Who Can Negotiate Short Sales?
Completing a short sale involves much more than just sending in an offer that the bank accepts. By definition the Seller’s mortgage and judgment lien debts must be negotiated. There are three issues of liability that face the real estate agent and/or a third party facilitator who takes on the job of negotiating a short sale with a bank in North Carolina. First there is the Unauthorized Practice of Law. Second, and just as important, is the liability that goes with every short sale. Third is the statute concerning Debt Adjusting.
1. The Unauthorized Practice of Law Without a License. A real estate agent is licensed to negotiate between the buyer and seller. An attorney is licensed to advocate/negotiate between the client and a third party. The unauthorized practice of law is illegal because a person who is not trained and licensed as an attorney may seriously harm the interest of a member of the public by providing incompetent legal services.
The North Carolina Bar Association has stated, “Generally, a real estate agent can negotiate strictly financial terms on behalf of the client. Once questions arise about the legal rights of the client, such as whether a deficiency judgment may be entered or if there will be a complete release of liability or if there is a pending foreclosure, the agent is no longer negotiating financial terms, but is negotiating a legal settlement. That would be the practice of law.”
There are, however, deficiency issues and tax consequences associated with every short sale. These liabilities could easily be $100,000 or more. The “Catch 22” is that the real estate agent is not allowed to represent the seller in negotiations or settlement discussion regarding the deficiencies and tax issues. If these are not discussed and properly handled, though, the real estate agent and the agency they work for may be held responsible for such neglect. This is where law suits are born.

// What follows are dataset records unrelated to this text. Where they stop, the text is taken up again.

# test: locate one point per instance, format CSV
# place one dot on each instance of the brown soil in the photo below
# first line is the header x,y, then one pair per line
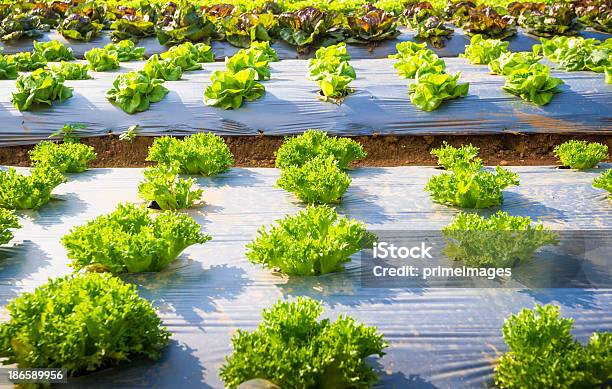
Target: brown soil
x,y
249,151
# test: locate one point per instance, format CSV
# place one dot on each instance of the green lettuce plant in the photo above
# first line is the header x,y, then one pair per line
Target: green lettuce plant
x,y
189,56
431,89
79,27
20,191
312,242
544,354
482,51
203,153
297,150
131,240
228,90
101,60
317,181
8,68
165,69
294,349
604,181
422,62
577,53
126,50
71,70
507,63
264,47
451,157
7,220
163,185
66,157
579,154
134,91
533,84
470,186
27,62
53,51
249,59
500,240
41,87
81,323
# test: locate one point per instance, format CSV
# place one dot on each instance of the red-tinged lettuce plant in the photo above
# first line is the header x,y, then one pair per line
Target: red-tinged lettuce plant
x,y
81,323
604,181
594,13
486,21
543,353
580,154
470,186
68,157
553,19
53,51
317,181
229,90
431,89
20,191
371,24
313,242
482,51
41,87
292,348
204,153
181,23
310,26
533,84
163,186
131,240
79,27
499,241
297,150
7,220
242,29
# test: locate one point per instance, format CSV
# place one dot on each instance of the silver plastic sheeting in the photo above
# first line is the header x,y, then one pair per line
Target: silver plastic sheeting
x,y
439,338
380,104
453,47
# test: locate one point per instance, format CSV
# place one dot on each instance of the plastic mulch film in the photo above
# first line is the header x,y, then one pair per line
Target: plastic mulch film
x,y
380,104
454,46
439,338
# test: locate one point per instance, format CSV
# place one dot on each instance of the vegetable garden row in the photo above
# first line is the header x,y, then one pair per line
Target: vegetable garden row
x,y
194,273
315,242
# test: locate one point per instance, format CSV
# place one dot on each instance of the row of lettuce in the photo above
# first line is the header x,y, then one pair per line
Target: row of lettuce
x,y
133,92
93,320
303,26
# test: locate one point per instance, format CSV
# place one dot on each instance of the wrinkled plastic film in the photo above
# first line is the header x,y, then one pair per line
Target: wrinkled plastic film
x,y
454,46
439,338
380,104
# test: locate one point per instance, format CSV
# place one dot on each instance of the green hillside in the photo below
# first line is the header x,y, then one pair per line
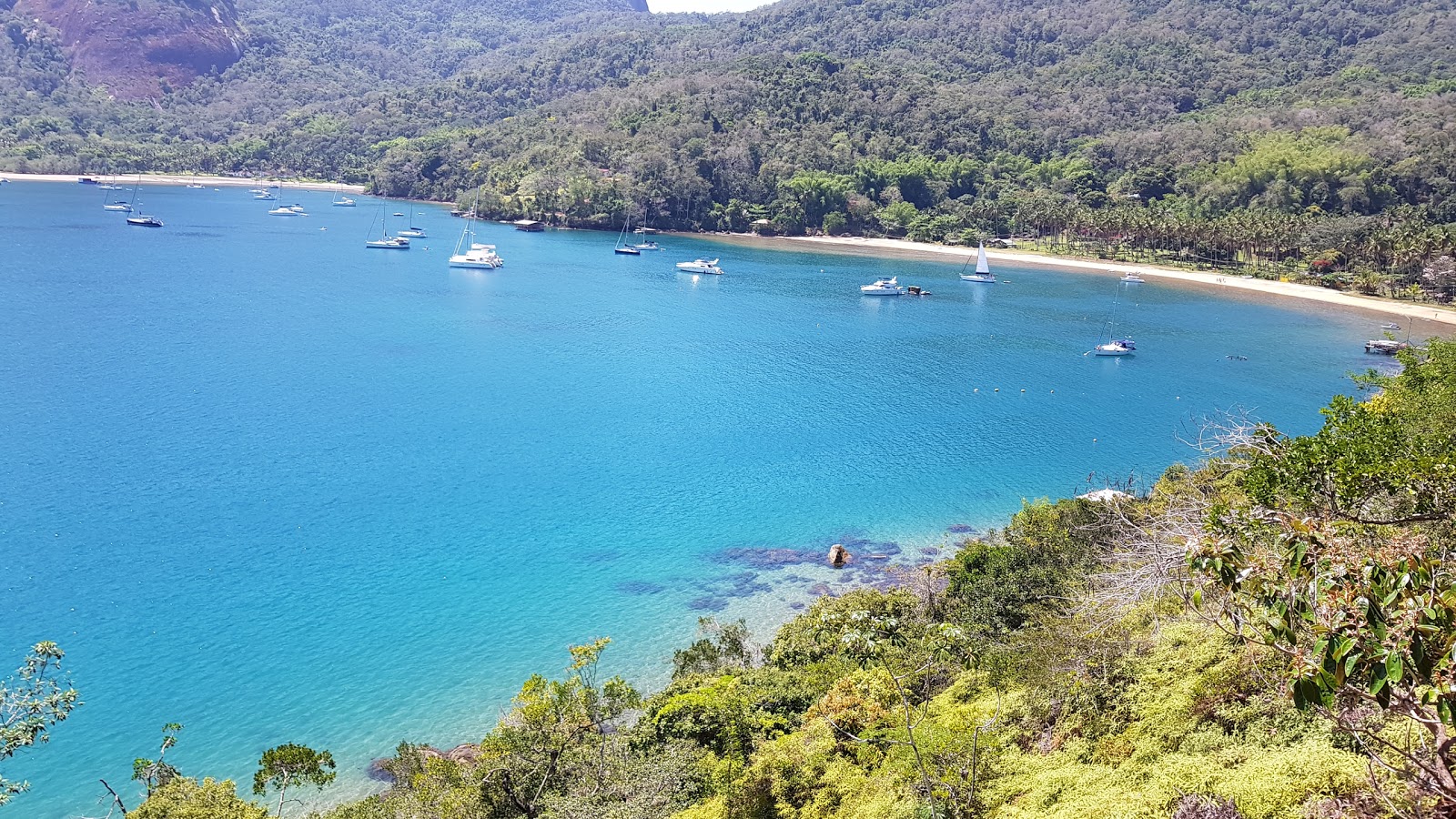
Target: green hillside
x,y
1285,138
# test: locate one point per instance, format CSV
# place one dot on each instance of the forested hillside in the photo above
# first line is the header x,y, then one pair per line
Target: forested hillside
x,y
1293,138
1270,634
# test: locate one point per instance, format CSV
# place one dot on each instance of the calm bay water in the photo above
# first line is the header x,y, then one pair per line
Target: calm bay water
x,y
274,486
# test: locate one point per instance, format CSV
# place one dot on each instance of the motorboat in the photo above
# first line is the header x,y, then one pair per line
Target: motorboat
x,y
389,244
983,271
1385,346
1116,347
883,288
478,257
701,266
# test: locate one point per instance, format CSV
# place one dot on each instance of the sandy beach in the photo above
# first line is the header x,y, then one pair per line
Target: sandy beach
x,y
1280,288
182,179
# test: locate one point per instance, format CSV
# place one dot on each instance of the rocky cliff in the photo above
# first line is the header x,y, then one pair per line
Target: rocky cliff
x,y
142,48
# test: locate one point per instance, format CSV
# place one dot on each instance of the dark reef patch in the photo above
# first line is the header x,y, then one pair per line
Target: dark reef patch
x,y
640,588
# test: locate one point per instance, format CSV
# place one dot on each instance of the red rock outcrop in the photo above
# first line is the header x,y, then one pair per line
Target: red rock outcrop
x,y
136,48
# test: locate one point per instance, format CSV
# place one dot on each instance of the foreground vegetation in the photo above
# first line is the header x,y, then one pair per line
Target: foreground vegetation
x,y
1267,636
1302,140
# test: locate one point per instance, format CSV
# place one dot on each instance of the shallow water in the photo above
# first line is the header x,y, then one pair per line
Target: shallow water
x,y
278,487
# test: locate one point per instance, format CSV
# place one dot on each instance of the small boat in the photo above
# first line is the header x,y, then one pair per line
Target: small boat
x,y
1385,346
883,288
385,241
475,256
983,271
390,244
478,257
1114,346
625,249
701,266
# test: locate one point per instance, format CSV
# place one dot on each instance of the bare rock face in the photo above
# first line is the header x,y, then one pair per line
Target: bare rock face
x,y
138,48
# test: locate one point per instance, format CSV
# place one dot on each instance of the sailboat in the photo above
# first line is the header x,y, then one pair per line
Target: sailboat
x,y
386,242
983,271
120,206
470,254
140,220
1114,346
621,247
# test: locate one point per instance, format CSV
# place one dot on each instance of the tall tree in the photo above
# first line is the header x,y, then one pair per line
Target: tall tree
x,y
290,765
31,702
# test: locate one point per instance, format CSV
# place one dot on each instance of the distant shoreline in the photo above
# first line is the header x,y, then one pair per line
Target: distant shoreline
x,y
184,179
864,247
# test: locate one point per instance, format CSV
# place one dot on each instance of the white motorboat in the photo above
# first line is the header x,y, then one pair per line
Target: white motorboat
x,y
1120,347
478,257
701,266
983,271
389,244
883,288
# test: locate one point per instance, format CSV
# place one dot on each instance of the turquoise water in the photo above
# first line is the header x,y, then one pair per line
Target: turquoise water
x,y
277,487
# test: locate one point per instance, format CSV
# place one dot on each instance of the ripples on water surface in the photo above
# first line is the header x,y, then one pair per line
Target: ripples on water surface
x,y
277,487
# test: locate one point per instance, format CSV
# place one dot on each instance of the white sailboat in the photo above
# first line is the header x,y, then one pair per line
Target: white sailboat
x,y
385,241
983,271
1114,346
622,248
470,254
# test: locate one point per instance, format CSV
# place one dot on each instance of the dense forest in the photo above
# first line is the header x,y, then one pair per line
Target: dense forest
x,y
1269,634
1281,138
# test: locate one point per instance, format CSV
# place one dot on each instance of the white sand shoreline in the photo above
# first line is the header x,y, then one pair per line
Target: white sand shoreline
x,y
1280,288
184,179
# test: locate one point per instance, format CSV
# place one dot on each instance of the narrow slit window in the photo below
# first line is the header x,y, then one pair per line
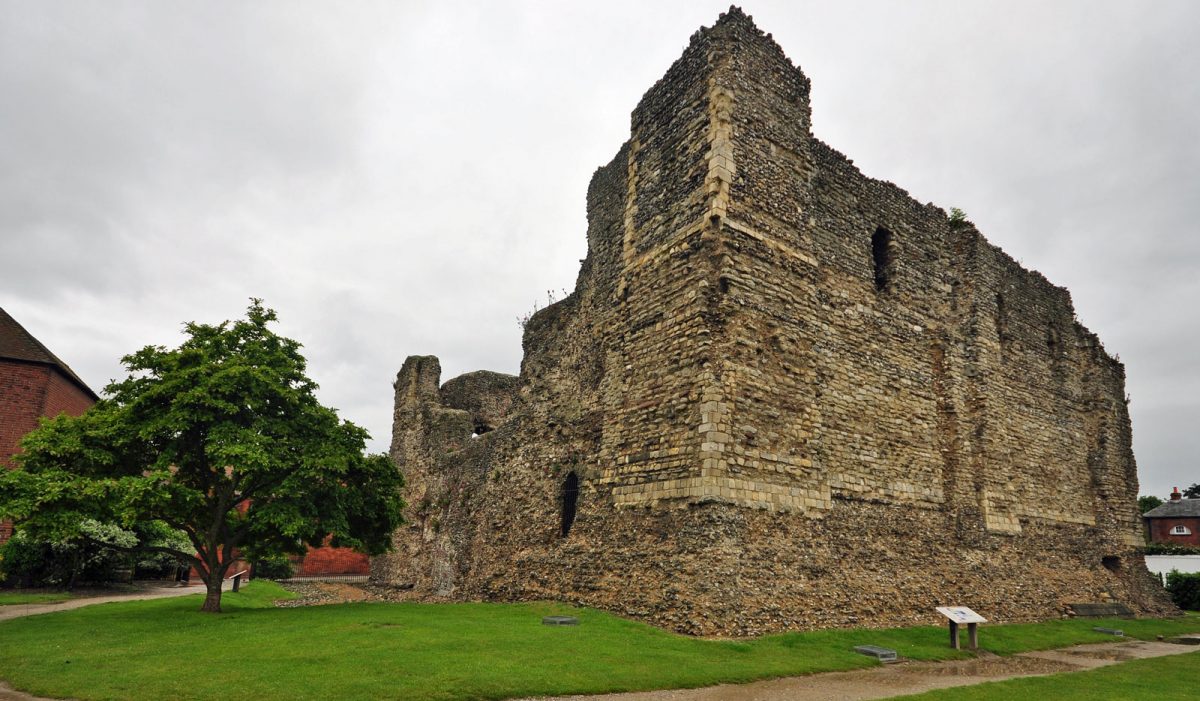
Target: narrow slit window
x,y
881,255
570,501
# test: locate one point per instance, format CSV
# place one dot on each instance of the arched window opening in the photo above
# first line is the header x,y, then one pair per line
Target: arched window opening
x,y
570,499
881,253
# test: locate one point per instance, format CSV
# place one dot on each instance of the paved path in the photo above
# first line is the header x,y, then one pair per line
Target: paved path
x,y
16,611
153,592
903,678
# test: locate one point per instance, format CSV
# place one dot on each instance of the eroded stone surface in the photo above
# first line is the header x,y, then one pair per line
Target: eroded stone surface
x,y
793,397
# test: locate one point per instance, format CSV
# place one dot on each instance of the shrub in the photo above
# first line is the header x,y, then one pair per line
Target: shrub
x,y
1185,589
31,562
1170,549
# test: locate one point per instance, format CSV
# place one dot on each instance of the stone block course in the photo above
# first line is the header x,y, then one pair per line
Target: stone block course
x,y
791,396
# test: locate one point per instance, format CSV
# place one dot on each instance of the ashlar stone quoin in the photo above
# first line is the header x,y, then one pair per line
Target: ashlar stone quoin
x,y
783,395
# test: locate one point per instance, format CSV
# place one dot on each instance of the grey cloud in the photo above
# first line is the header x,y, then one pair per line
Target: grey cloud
x,y
403,178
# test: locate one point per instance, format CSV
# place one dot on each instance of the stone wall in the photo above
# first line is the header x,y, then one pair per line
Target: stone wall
x,y
791,395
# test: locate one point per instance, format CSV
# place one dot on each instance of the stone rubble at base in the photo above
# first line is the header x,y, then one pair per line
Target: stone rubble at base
x,y
791,396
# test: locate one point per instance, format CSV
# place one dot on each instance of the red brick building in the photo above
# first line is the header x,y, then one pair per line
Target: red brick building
x,y
34,383
1176,522
328,561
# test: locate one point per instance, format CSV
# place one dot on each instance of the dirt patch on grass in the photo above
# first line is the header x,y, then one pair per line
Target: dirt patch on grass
x,y
321,593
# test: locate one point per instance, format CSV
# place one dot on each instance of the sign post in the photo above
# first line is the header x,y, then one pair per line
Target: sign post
x,y
958,616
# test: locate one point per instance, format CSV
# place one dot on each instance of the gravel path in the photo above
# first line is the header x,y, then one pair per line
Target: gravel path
x,y
903,678
883,682
147,592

To take it one step further, if a foreclosure has been filed the real estate agent cannot even negotiate financial terms because that would be advocating on behalf of the Seller in a lawsuit. This is specifically the practice of law and the agent should be even more careful as to what, if anything, they do for their client in this situation.
The Unauthorized Practice of Law is a Class 1 misdemeanor criminal offense that may be prosecuted by the local district attorney.
2. Liabilities Inherent in a Short Sale. As stated above, if a real estate agent does take on this advocacy role on behalf of a Seller, the agent may also be taking on all of the responsibility and liability that would normally be associated with an Attorney.
3. Debt Adjuster – Class 2 misdemeanor. The North Carolina State Statute §14-423 states: “If any person shall engage in, or offer to or attempt to engage in, the business or practice of debt adjusting, or if any person shall hereafter act, offer to act, or attempt to act as a debt adjuster, he shall be guilty of a Class 2 misdemeanor.”
The bottom line is that if a real estate agent or a third party short sale company negotiates the Seller’s debt with the third party bank for a fee, they would be considered a Debt Adjuster under the statute and would therefore be guilty of a Class 2 misdemeanor.
So who can negotiate a short sale? A) The Seller, because it is their debt and their short sale. B) An Attorney.